To seize the day

What next for the North-South dialogue? Little came out of the Cancun meeting of heads of state. An eight-page official ''summary'' of the meeting contains a lot of upbeat language on a new spirit of trust, understanding, and forward momentum. But on the controversial issues of trade, commodities, and access to financing, the summary gives not the slightest hint of new areas of consensus or new flexibility that might enable an accommodation of views in future negotiation settings. Where does one look for new avenues of accommodation?

The United States has now positioned itself as the leading Western advocate of freer trade and the promotion of more private-sector involvement in development. Both policy areas offer real possibilities of mutual benefit, and the developing countries should press the US to turn its words into actions.

The US has also vigorously defended the international financial institutions, arguing that they can be made capable of responding adequately to financing needs in a changing world economy. Yet the Reagan administration has so far shown more suspicion than respect for the borrowing and lending practices of these institutions.

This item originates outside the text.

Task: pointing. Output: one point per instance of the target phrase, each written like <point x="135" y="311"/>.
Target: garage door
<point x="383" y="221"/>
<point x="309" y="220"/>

If the administration's Cancun position is to be credible, the US must, at a minimum, make good on existing commitments to IDA - the soft-loan window of the World Bank. An American President able to strong-arm the AWACS sale through Congress clearly has the political clout to win support for $820 million in concessional aid, especially when this year's US contribution may make the difference between continuation or termination of the main aid program for the world's poorest countries. Developing countries would be right to view active leadership by the President on IDA funding as a test of the ''spirit of Cancun.''

Other OECD countries broke ranks with the US at Cancun on financing issues. Both West Germany and France expressed support for the establishment of a new energy affiliate of the World Bank, despite strong US opposition. These governments, which are not bogged down by the same strong public and legislative opposition to foreign aid in general and the World Bank in particular as is the US government, could play a key role in finding new ways to combine public and private participation in development financing.

Helping to accelerate development and thereby expand markets throughout the third world is a better way for the Europeans to cope with the challenges to their economies that are posed by increased export competition of newly industrialized third-world countries than is a retreat to protectionist trade policies.

The developing countries, for their part, ought in their own interests to make a dramatic change in tactics and seize the opportunity which the current US and European positions offer them. Specifically, they ought to take advantage of a US administration philosophically committed to free trade to press for substantial movement under the auspices of GATT on negotiation of a safeguards code, liberalization of agricultural trade, and an improved multifiber agreement.

They ought also to accept the US formula for global negotiations. That formula would begin, really for the first time, a practical North-South dialogue in the institutions that matter most to the multilateral management of international economic relations - the World Bank, the International Monetary Fund, and the GATT.

Developing countries have been opposed to this approach because they do not account for a majority of votes in these institutions. The decisionmaking issue which they have raised is, however, a broader one than distribution of votes. It involves as well the way governments participate in those institutions and the link between decisions and actions. A resolution adopted by the United Nations General Assembly has the power of recommendation; agreement reached in the World Bank or International Monetary Fund can alter to affect the flow of resources.

In the past the US has played successful ''coalition'' politics. Now is the moment for the developing countries to play a similar game - forging negotiating coalitions with the US on trade and the Europeans on finance and thereby working for significant movement on both policy fronts in the interest of the system as a whole as well as the prospects for accelerated development.